Realty major DLF will reduce its net debt to about Rs 17,500 crore by March 2016, from Rs 20,300 crore at the end of 2014, as company plans to raise funds through various routes to cut borrowings, rating agency Crisil has said.
The rating agency removed its ‘negative watch’ from DLF’s bank facilities and debt instruments, following the Securities Appellate Tribunal (SAT) order last month quashing the 3 year market ban imposed on DLF by markets regulator Sebi.
Crisil had placed its DLF ratings on “watch with negative implications” in October 2014 following the Sebi order.
However, the rating outlook on the long term facilities remains ‘Negative’,” Crisil said in a note filed by DLF to the stock exchanges.
The ‘negative’ outlook is because of high debt level, weak operating cash flow and residual uncertainty over regulatory issues, the rating agency added.
Crisil, however, said that SAT’s favourable order would enable DLF access capital markets and would support its financial flexibility.
“DLF plans to raise over Rs 2,500 crore through fresh issue of equity shares and real estate investment trusts (REITs) over the medium term,” Crisil said.
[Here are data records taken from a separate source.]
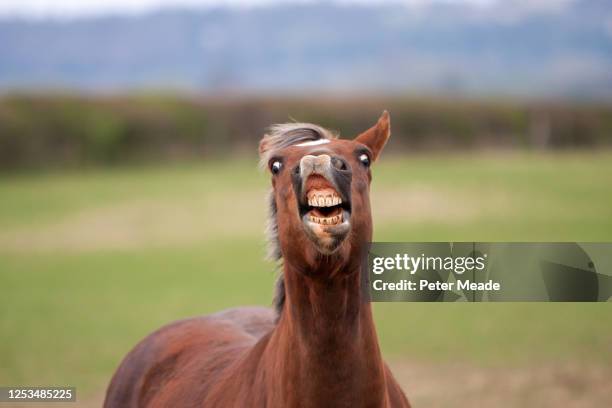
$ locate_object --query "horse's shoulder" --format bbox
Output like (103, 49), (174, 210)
(105, 307), (275, 407)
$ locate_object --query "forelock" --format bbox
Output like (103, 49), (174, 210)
(259, 123), (337, 167)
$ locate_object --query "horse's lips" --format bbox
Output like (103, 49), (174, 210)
(302, 209), (351, 253)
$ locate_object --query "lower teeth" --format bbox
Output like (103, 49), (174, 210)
(310, 214), (342, 225)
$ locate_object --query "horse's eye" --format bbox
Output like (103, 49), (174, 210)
(359, 153), (370, 167)
(270, 160), (283, 174)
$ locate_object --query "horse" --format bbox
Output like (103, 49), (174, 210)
(104, 111), (410, 408)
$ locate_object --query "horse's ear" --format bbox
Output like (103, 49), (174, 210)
(259, 135), (270, 158)
(355, 111), (391, 161)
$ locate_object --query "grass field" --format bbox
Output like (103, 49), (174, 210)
(0, 152), (612, 406)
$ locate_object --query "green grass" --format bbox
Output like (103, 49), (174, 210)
(0, 153), (612, 395)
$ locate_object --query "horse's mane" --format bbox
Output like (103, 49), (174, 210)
(259, 123), (337, 316)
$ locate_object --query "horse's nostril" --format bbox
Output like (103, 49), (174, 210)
(332, 157), (347, 170)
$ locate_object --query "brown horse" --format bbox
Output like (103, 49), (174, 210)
(104, 112), (409, 408)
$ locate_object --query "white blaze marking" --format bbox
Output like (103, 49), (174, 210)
(296, 139), (329, 147)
The agency believes that “DLF will reduce its debt (net of liquidity) to around Rs 175 billion as on March 31, 2016 from Rs 203 billion as on December 31, 2014”.
DLF had a net debt of Rs 20,336 crore at the end of third quarter of 2014-15 fiscal.
Crisil said it would continue to monitor progress of DLF’s debt reduction plan, improvement in operating cash flows and outcome of regulatory issues.
DLF is the country’s largest real estate firm with a land bank of about 300 million sq ft, of which about 50 million sq ft is under construction. The company has a rental income of over Rs 2,000 crore annually.